Accurate, reliable and fast robustness evaluation

Authors: Wieland Brendel, Jonas Rauber, Matthias Kümmerer, Ivan Ustyuzhaninov, Matthias Bethge

NeurIPS 2019 | Conference PDF | Archive PDF | Plain Text | LLM Run Details

Reproducibility Variable Result LLM Response
Research Type Experimental These findings are carefully validated across a diverse set of six different models and hold for L0, L1, L2 and L in both targeted as well as untargeted scenarios.
Researcher Affiliation Academia Wieland Brendel1,3 Jonas Rauber1-3 Matthias Kümmerer1-3 Ivan Ustyuzhaninov1-3 Matthias Bethge1,3,4 1Centre for Integrative Neuroscience, University of Tübingen 2International Max Planck Research School for Intelligent Systems 3Bernstein Center for Computational Neuroscience Tübingen 4Max Planck Institute for Biological Cybernetics wieland.brendel@bethgelab.org
Pseudocode Yes Algorithm 1: Schematic of our attacks.

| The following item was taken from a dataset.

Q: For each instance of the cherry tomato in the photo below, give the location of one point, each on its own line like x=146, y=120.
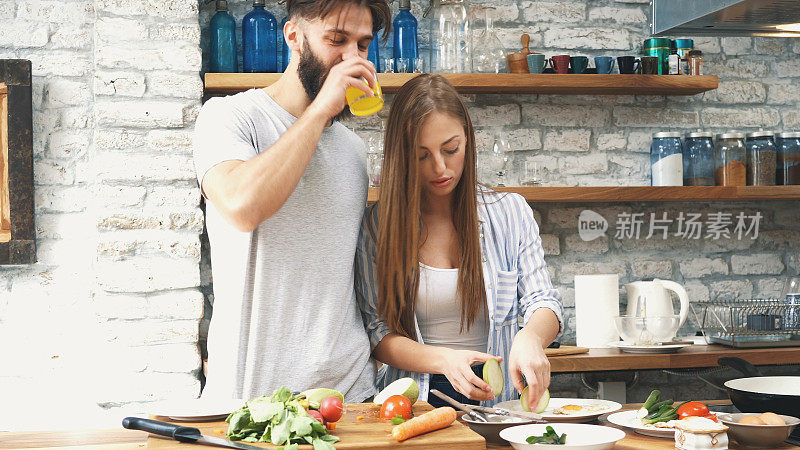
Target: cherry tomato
x=331, y=409
x=692, y=409
x=396, y=405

Open Source Code No Implementations will soon be available in all major toolboxes (Foolbox, Clever Hans and ART).
Open Datasets Yes Madry-MNIST [Madry et al., 2018]: Adversarially trained model on MNIST. Madry-CIFAR [Madry et al., 2018]: Adversarially trained model on CIFAR-10. Res Net-50 [He et al., 2016]: Standard vanilla Res Net-50 model trained on Image NET
Dataset Splits Yes All results reported have been evaluated on 1000 validation samples.
Hardware Specification No The paper does not provide specific hardware details (e.g., GPU/CPU models, memory) used for running the experiments.

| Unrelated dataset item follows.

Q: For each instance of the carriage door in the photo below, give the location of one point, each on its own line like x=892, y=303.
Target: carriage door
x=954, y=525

Software Dependencies No The paper mentions 'Foolbox [Rauber et al., 2017]' but does not provide specific version numbers for Foolbox or any other software dependencies crucial for replication.
Experiment Setup Yes We conducted a large-scale hyperparameter tuning for each attack. In the appendix we list all hyperparameters and hyperparameter ranges for each attack. For the L evaluation, we chose ϵ for each model and each attack scenario such that the best attack performance reaches roughly 50% accuracy.